1. 栗きんとんの「きんとん」の意味
栗きんとんには大きく分けて2種類あり、漢字で書くと「栗金団」と「栗金飩」に分けられる。おせちに入っているのは前者で、金団には金の団子や金の布団といった意味がある。おせちに使われる栗きんとんの多くには「くちなしの実」が使われているため、色鮮やかに仕上がっているのが特徴。

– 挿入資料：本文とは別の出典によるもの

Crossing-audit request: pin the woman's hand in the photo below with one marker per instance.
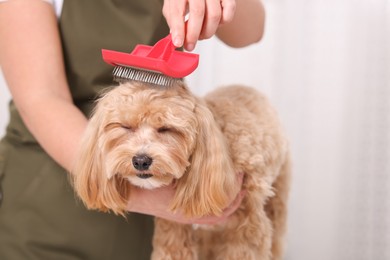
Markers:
(237, 23)
(204, 18)
(156, 202)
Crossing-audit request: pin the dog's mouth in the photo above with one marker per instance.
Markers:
(144, 175)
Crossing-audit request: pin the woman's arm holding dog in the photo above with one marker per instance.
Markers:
(157, 203)
(32, 63)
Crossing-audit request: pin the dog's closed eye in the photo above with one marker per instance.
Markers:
(163, 129)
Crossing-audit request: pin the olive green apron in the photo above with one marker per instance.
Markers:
(40, 216)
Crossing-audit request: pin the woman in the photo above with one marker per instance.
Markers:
(53, 68)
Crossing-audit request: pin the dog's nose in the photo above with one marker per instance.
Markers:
(142, 162)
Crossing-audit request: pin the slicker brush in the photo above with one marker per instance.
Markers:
(160, 64)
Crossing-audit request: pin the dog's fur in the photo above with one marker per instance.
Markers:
(201, 145)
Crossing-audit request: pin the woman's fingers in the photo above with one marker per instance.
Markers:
(204, 18)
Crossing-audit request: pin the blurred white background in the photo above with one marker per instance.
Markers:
(326, 67)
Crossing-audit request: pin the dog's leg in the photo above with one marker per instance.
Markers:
(173, 241)
(276, 209)
(247, 236)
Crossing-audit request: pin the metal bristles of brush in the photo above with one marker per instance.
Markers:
(160, 65)
(125, 74)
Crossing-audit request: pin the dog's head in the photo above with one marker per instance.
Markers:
(150, 137)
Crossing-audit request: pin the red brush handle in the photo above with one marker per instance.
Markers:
(162, 49)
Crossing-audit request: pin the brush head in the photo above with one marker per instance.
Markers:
(160, 64)
(123, 74)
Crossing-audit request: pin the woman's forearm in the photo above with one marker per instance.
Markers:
(32, 63)
(247, 26)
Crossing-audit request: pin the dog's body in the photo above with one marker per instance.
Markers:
(175, 137)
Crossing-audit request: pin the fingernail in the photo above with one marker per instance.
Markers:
(177, 41)
(190, 47)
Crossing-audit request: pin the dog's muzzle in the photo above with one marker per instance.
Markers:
(142, 162)
(144, 175)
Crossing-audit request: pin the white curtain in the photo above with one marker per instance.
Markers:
(325, 66)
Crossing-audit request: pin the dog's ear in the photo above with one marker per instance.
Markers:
(96, 188)
(209, 184)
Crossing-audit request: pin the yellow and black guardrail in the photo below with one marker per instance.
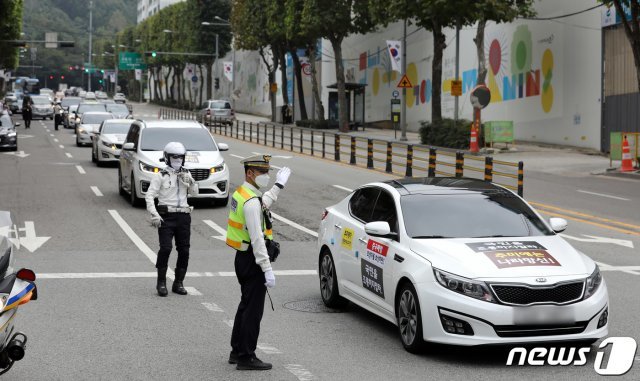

一方で後者の栗きんとんは、加熱して柔らかくした栗と砂糖のみで作られるシンプルな和菓子を指す。主に岐阜県で食べられている和菓子で、上品な甘みと栗本来の味や香りが楽しめる。おせちに使われる栗きんとんには栗と一緒にさつまいもが使われているが、和菓子の栗きんとんにはさつまいもは使われていない。同じ名前でも、使う材料や製法が全く異なるのだ。
2. おせちに栗きんとんを入れる意味
おせちに栗きんとんを入れるのは、金色に輝く姿が縁起がよいとされているから。栗きんとんの「金団(きんとん)」に込められた意味ももちろんだが、見た目の美しさも関係している。金運アップを願って金色の食べものを年の始めに食べたり、「勝ち栗」という言葉があるように勝負運を高める縁起物として食べられていたのが始まりのようだ。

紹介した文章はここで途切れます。